Deux évènements récents me donnent l’occasion de partager avec vous quelques réflexions relatives au bon usage et à la juste compréhension des maux mots de notre belle langue française.

Les plus anciens d’entre vous se souviennent certainement de la première devise du magazine Paris Match : « Le poids des mots, le choc des photos ».

Laissons les photos à Paris Match et voyons ce qu’il en est pour le poids des mots.  L’arrêt n° 39 (20-85.603) de la chambre criminelle de la Cour de cassation en date du 16 mars 2021 est un bon exemple. Je demande par avance aux juristes de pardonner mon emploi de quelques raccourcis, pour rester compréhensible au plus grand nombre.

Monsieur X… donne une suite favorable à l’aimable invitation de participer à une manifestation « marée jaune Lorraine », le 30 mars 2019 à Épinal. Cette participation, à l’insu de son plein gré, lui permet de se voir gratifié, avec toute la fermeté qui sied, d’une amende de 135 euros, sur le fondement de l’article L 211-4 du code de la sécurité intérieure, du fait que cette manifestation était interdite par arrêté préfectoral.

Notre « brave manifestant », sans doute juriste à ses heures, conteste cette sanction appliquée sur le fondement de l’article L 211-4 du code de la sécurité intérieure.
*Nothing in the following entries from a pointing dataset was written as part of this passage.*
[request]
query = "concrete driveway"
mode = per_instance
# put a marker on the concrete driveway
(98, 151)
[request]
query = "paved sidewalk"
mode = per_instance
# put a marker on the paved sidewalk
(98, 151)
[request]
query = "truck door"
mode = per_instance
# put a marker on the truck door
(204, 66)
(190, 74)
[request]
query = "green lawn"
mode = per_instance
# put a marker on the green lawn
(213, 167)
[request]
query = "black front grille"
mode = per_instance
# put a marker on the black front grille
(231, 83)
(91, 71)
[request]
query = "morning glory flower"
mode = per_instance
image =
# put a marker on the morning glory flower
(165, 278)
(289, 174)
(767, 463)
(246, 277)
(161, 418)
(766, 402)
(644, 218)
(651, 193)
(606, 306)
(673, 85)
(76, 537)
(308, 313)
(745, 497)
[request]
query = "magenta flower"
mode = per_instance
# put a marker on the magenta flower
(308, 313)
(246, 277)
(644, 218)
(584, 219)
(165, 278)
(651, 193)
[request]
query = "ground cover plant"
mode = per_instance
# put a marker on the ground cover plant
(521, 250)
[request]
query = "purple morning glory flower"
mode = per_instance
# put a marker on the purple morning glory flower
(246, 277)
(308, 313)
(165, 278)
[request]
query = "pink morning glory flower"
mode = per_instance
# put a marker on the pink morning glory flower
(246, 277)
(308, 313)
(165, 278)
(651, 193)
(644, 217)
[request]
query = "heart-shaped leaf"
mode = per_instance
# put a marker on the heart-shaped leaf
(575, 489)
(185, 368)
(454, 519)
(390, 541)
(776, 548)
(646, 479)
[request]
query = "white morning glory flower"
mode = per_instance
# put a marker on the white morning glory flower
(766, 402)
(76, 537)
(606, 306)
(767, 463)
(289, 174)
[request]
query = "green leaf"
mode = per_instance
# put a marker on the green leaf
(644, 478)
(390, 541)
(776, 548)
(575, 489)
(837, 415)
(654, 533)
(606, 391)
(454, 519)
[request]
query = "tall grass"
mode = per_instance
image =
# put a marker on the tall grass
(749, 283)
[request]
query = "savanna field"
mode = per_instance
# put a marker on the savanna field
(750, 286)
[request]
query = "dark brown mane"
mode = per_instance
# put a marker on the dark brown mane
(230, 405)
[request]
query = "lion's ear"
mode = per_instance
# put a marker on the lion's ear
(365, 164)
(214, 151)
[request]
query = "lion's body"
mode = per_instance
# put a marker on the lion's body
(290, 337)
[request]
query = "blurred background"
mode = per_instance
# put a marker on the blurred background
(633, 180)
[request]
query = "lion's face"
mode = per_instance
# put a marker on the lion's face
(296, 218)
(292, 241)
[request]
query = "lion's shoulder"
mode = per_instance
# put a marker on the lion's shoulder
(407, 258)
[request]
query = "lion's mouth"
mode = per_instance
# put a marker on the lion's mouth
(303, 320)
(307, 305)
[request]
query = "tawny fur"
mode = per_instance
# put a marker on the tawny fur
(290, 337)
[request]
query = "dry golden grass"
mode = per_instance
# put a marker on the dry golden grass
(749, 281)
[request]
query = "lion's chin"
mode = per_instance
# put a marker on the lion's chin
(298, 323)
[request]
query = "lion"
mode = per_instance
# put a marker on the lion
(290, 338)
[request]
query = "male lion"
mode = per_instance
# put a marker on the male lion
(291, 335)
En effet, celui-ci s’applique dans le cas d’une manifestation déclarée, ce qui n’était pas le cas dans cette occurrence.

Le juge rejette le pourvoi de Monsieur X… de façon non équivoque :

« L’autorité de police compétente peut toujours interdire, par arrêté pris sur le fondement de l’article L. 211-4 du code de la sécurité intérieure, une manifestation soumise à déclaration, dès lors qu’elle estime que la manifestation projetée est de nature à troubler l’ordre public, peu important que celle-ci ait fait ou non l’objet d’une telle déclaration ».

Autrement dit, que la manifestation soit déclarée ou pas déclarée, dès l’instant ou l’autorité de police l’a interdite… les participants sont sanctionnables sur le fondement de l’article L 211-4 du code de la sécurité intérieure. Qu’on se le dise.

 

Le deuxième exemple est tout aussi intéressant en ce qu’il concerne l’emploi des mots « qui vont bien » pour caractériser une infraction à la loi.

Comme je vous l’ai conté dans mes billets du 8 mars et du 7 avril dernier, certaines de nos « Z’élites » s’estiment plus égales que d’autres devant la loi. Certaines se sont retrouvées au restaurant pour festoyer entre amis du même camp, alors que le reste des citoyens est privé de restaurants et de réunions festives à plus de six personnes.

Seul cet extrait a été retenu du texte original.